Roka – traditionally, this ceremony was a meeting of the two families, who exchanged cash and gifts, and then formally gave permission for the couple to meet and discuss marriage. Contemporary couples treat the roka as their engagement ceremony.
Chura – This bridal ceremony is usually held on the morning of the wedding day. The bride’s maternal aunt and uncle present her with a set of bangles to wear during the wedding ceremony.
Haldi – This is a purification ritual performed separately for the bride and groom by their families. Typically, the haldi ceremony occurs a day or two before the wedding.
Jago – This is a fun and festive event that can be seen as the less formal Punjabi version of a more formal sangeet. The word “jago” means “jug,” and during this event friends and family of the couple take turns holding the jago while singing, dancing, and telling jokes.
Sehra bandi – This ritual is performed on the morning of the wedding day at the groom’s family home or accommodation.
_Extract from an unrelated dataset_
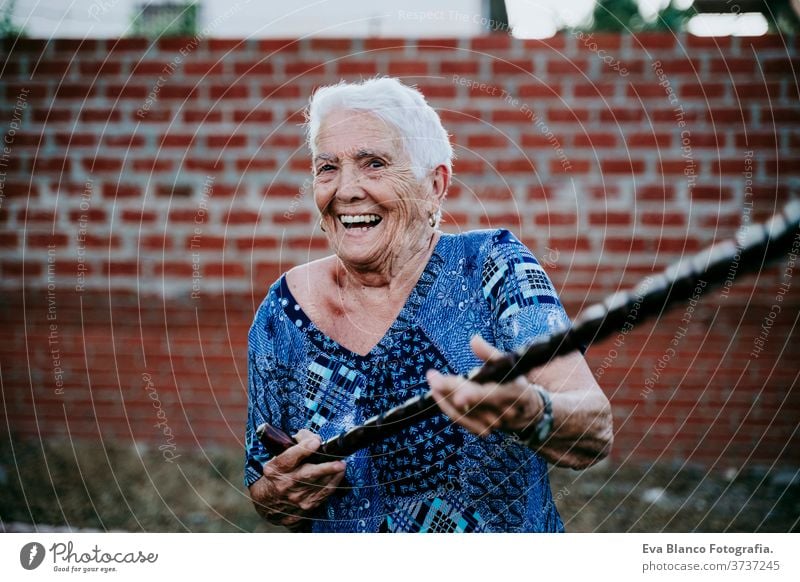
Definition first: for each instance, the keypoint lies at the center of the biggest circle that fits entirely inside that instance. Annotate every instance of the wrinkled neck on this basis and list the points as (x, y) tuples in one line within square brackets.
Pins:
[(396, 270)]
The groom’s family help his dress in his wedding outfit, particularly the final step of attaching the “sehra” headdress to the groom’s head.
Ghodi Chadna – To ensure the groom’s safe passage to the bride’s town, the groom’s family feeds and adorns his horse (or other transportation), and blesses his travel.
Milni – The ceremonial meeting of all the men from each of the soon-to-be-wedded couple’s family
Joota chupai – This is a very popular tradition that has been widely adopted across many Indian cultures. Near the conclusion of the wedding ceremony, the bride’s female family members try to steal the groom’s shoes (which he has taken off during the wedding ceremony as required by tradition). Throughout the remainder of the evening, the groom’s family attempts to steal back the shoes. If they are unsuccessful, the groom pays a “ransom” for the shoes at the end of the night.